October 11, 2003

What the heck is: A string

And no, it's not nearly as stupid a question as it may seem.

This time out, we're going to talk about string data, what it means, how its interpreted, and odds are how much stuff you've never had to think about with it. Strings are remarkably complex things. Remarkably confusing, too, if you're mono-lingual in a language with a simple base writing system. (Like, say, me)

A "string", for our purposes, is a series of bits that represents some piece of text in a human language. What you're reading now is text, as is the stuff in your phone book, the heiroglyphics on Egyptian tombs, and the chinese characters for "Ignorant American" embroidered on that faux-Tao t-shirt you like to wear. (Important safety tip--never get a tattoo in a language you don't understand. "Baka" is not Japanese for "good fortune") Strings are how this text is represented inside a computer.

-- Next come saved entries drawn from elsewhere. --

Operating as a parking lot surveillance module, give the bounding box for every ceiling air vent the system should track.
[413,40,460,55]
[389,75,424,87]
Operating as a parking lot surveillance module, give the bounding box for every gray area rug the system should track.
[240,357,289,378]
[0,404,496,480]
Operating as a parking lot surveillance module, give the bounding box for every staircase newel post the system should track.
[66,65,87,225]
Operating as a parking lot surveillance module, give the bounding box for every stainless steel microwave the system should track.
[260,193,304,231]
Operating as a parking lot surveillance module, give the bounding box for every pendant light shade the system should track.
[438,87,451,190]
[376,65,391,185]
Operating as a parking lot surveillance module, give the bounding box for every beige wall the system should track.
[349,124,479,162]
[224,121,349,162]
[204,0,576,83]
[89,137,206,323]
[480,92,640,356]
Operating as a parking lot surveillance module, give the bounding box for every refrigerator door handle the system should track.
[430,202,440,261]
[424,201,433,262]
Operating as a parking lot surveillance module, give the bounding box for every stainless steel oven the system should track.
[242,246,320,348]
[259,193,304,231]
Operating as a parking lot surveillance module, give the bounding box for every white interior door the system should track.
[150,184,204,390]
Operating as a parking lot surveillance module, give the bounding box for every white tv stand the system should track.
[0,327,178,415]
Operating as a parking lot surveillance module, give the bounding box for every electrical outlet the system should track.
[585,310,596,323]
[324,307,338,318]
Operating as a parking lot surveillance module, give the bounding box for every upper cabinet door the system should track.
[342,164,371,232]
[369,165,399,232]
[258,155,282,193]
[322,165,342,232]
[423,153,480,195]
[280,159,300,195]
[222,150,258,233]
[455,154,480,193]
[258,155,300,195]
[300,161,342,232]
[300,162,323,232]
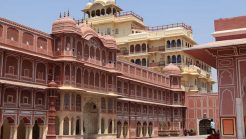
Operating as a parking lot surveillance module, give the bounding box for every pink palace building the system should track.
[0,12,186,139]
[186,16,246,139]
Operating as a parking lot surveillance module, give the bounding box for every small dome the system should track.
[86,2,92,6]
[48,80,58,87]
[163,63,181,74]
[52,17,78,34]
[79,24,98,40]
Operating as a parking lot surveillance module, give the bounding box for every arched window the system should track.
[7,27,19,42]
[84,45,89,60]
[142,43,147,52]
[136,59,141,65]
[37,37,48,50]
[101,118,105,134]
[90,71,94,87]
[65,65,70,81]
[76,68,82,85]
[5,56,19,78]
[96,48,101,61]
[21,60,33,80]
[63,117,69,135]
[101,74,106,88]
[77,41,82,58]
[20,90,32,104]
[167,56,171,64]
[106,7,112,14]
[84,70,89,85]
[86,11,91,18]
[22,32,34,46]
[130,45,134,53]
[36,63,46,81]
[167,40,171,48]
[177,55,181,63]
[135,44,141,53]
[142,58,147,66]
[95,73,100,87]
[108,119,113,134]
[90,46,95,58]
[123,122,128,138]
[65,37,71,51]
[117,121,121,138]
[171,40,176,48]
[172,55,177,63]
[76,95,81,111]
[55,116,60,135]
[96,10,101,16]
[91,11,96,17]
[136,122,141,137]
[177,39,181,47]
[102,50,106,65]
[75,117,81,135]
[113,8,116,14]
[101,9,105,15]
[0,25,3,38]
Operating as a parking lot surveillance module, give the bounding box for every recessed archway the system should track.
[199,119,210,135]
[83,102,99,135]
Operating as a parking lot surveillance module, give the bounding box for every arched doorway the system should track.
[1,119,10,139]
[17,120,26,139]
[199,119,210,135]
[136,122,141,137]
[32,120,40,139]
[123,122,128,138]
[83,102,99,135]
[148,122,153,137]
[117,121,121,138]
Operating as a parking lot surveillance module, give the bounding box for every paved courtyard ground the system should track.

What makes strings potentially complex is the wide range of ways that human writing systems have developed over the millennia. Writing has generally been governed by the capabilities of pen or brush, ink, and paper, which are very different than the capabilities of computers. Because of this, there are writing systems where there are optional or semi-optional notational marks on characters (as in most western european languages) thousands of unique characters (such as Chinese), and writing systems where the shape of characters varies depending on preceding and succeeding characters (like Arabic). Even if we skip how the strings are actually rendered on screen or paper (which takes away the issues of having enough dots to legibly render those thousands of characters, or figure out which direction the text should go, or what shapes the letters should be based on their context) there are plenty of issues to deal with.

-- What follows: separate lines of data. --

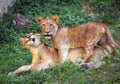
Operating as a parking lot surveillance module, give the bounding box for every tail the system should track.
[106,28,120,48]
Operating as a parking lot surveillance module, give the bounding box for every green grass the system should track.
[0,0,120,84]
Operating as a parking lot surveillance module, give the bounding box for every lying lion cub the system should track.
[8,33,109,75]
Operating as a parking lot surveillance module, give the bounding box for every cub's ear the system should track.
[51,15,58,23]
[36,16,44,24]
[35,34,41,38]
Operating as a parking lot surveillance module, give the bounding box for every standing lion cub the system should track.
[8,33,109,76]
[37,15,120,62]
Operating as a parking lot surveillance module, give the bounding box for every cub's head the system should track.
[37,15,58,39]
[20,33,41,47]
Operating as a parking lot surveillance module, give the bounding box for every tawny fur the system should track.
[37,15,120,62]
[9,34,110,76]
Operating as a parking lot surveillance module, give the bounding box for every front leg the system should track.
[84,46,93,63]
[8,65,32,76]
[58,48,69,62]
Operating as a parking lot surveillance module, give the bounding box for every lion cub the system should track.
[8,33,109,76]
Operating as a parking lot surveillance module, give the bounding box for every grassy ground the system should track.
[0,0,120,84]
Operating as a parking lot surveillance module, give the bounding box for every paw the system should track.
[8,72,16,76]
[80,63,89,69]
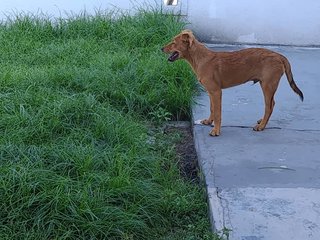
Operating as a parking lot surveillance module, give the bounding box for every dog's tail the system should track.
[282,56,303,101]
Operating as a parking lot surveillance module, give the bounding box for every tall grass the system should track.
[0,6,218,239]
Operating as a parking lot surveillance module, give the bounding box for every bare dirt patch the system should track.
[165,121,200,183]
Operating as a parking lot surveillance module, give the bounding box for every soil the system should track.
[165,121,200,183]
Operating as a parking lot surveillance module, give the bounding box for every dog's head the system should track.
[162,30,195,62]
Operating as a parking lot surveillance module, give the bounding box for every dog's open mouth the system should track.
[168,51,179,62]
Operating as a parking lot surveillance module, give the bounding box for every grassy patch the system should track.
[0,6,218,239]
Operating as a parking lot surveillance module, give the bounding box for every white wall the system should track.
[0,0,320,45]
[188,0,320,45]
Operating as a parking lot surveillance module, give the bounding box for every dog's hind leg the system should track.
[208,89,222,136]
[201,94,214,125]
[253,76,281,131]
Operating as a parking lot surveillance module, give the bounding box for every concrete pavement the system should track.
[193,45,320,240]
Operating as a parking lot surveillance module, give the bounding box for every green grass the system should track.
[0,7,219,240]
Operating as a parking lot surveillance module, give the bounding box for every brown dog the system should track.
[162,30,303,136]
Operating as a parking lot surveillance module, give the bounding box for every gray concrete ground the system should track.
[193,46,320,240]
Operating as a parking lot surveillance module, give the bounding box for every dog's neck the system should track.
[184,40,212,75]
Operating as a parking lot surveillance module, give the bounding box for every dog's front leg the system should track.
[208,89,222,136]
[201,94,214,125]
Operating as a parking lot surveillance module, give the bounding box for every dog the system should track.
[162,30,303,136]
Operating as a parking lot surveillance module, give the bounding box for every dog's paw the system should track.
[200,119,213,125]
[253,124,264,132]
[209,128,220,137]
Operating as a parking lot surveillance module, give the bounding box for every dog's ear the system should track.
[181,30,194,47]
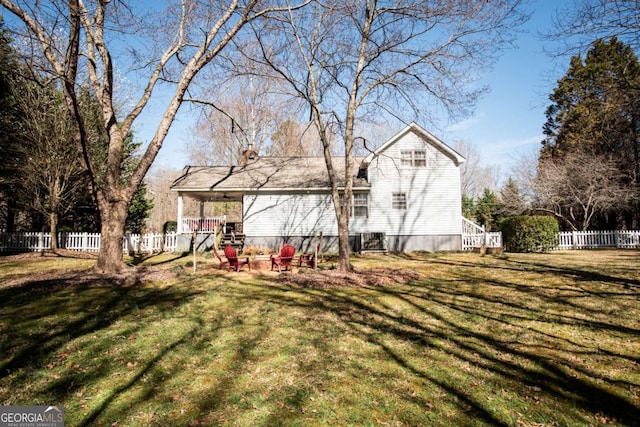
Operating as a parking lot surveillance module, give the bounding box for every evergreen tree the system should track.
[541,37,640,227]
[475,188,501,231]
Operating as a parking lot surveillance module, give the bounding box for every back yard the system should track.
[0,251,640,426]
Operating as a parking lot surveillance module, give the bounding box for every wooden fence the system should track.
[558,230,640,249]
[0,232,178,253]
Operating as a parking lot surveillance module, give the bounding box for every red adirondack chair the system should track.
[271,243,296,272]
[224,246,251,271]
[298,245,320,268]
[211,245,229,270]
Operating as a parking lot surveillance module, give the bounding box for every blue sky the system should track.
[441,0,569,176]
[150,0,568,177]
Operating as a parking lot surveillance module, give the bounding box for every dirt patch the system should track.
[276,268,422,289]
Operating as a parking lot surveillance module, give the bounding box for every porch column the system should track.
[176,193,184,234]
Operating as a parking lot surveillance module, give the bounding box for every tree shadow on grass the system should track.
[0,269,206,396]
[229,272,640,426]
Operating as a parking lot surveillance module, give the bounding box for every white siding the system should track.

Computers, of course, don't handle stuff like this at all well. They're best suited for linear sequences of bits and bytes, the simpler the better. Because of this, many different schemes for representing text have been developed over the years. These schemes have been shaped both by the complexity (or simplicity) of the writing systems the represent and by the limitations of the machines when the schemes were invented. All the schemes have common characteristics, though, so we can talk about them all in the abstract, which is nice.

Computers, ultimately, represent text as a series of abstract integers, and those abstract integers are represented on disk or in memory as a series of bits. The integers are generally called characters, with all the characters for a language taken together called a character set. Because people tend to think that individual characters represent single printed things, Unicode prefers to call them code points, and so do I, so we will. Just be aware that in some circumstances a single code point isn't enough to figure out what glyph should be printed.

Glyphs, on the other hand, are the printed representation of the smallest unit of text in a language. You normally need one or more code points to figure out what a glyph is, though it's not always quite that easy. (Arabic seems particularly odd in this respect, where multiple code points translate to multiple glyphs, but it's not an N code point-> 1 glyph transformation, more an N code point -> M glyphs)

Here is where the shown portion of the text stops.